Interpreting and Understanding tcpdump file
 

Hi,
I am new to networking, and I was ask to do a tcpdump on a certain source and destination. I have executed this command successfully. The output file processed in ethereal software so I could get the full details. But since I'm new with this one. I don't undertand that much.
specially the line (Packet size limited during capture). THis appearred on both source and destination.Below are sample tcpdump ooutput file. Please help me, I'm kinda stuck on this one.
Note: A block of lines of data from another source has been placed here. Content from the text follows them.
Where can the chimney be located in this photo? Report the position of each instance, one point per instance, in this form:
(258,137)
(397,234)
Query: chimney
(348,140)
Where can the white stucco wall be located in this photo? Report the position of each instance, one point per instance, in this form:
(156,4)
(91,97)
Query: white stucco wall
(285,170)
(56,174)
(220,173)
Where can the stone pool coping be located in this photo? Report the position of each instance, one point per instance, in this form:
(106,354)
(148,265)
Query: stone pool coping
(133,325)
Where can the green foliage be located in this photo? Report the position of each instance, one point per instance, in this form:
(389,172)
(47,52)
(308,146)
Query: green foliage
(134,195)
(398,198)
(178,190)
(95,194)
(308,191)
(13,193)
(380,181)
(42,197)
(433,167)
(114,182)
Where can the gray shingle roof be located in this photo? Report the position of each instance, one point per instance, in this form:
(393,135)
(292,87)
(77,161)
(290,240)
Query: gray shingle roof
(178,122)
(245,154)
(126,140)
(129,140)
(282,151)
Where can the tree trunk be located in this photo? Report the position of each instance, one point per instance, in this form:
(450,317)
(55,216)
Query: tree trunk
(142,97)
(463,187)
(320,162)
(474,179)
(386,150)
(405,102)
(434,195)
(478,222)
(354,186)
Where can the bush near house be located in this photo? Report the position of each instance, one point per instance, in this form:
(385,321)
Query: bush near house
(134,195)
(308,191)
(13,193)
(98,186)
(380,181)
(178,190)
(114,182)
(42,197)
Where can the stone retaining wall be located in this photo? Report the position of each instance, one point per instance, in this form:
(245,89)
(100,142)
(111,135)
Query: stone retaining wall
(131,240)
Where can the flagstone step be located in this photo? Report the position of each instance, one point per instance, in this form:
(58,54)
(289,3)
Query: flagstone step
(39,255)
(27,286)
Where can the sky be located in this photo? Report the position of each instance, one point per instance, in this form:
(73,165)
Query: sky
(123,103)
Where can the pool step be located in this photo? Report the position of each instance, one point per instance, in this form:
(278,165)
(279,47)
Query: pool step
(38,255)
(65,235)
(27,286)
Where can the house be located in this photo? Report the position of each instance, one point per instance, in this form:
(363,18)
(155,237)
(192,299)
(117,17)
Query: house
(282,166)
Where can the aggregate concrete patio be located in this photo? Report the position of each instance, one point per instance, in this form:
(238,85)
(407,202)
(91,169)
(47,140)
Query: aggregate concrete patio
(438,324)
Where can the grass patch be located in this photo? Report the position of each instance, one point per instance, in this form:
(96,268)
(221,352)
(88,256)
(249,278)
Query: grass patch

Thanks


Source DST Protocol Info
205.135.86.25 69.180.85.26 SIP Request: INVITE sip:0118521236547@69.180.85.26[Packet size limited during capture]
205.135.86.25 69.180.85.26 SIP Request: OPTIONS sip:69.180.85.26[Packet size limited during capture]
69.180.85.26 205.135.86.25 SIP Status: 100 Trying[Packet size limited during capture]
69.180.85.26 205.135.86.25 SIP Status: 200 Ok [Packet size limited during capture]
69.180.85.26 205.135.86.25 SIP Status: 183 Ok [Packet size limited during capture]
69.180.85.26 205.135.86.25 SIP Status: 200 OK[Packet size limited during capture]
205.135.86.25 69.180.85.26 SIP Request: ACK sip: 0118521236547@69.180.85.26[Packet size limited during capture]

Thank you very much

Best Regards,
newbie_adm

well what do you want to know? you have the source IP followed by the destination IP. then it's the protocol, SIP, then the SIP specific details, status code etc... not much else to tell you to be honest. if you check the wireshark wiki you can get sample captures of all sorts of traffic, like SIP including deliberate errors etc... at the SIP level though, it's up to you to understand the protocols in place, based on reference books etc... wireshark as a program is very useful to scrape out extra details from a tcpdump file. note of course that those packets are sizse limited, so only of a certian use, add "-s0" to the tcpdump command line to capture 100% of the data.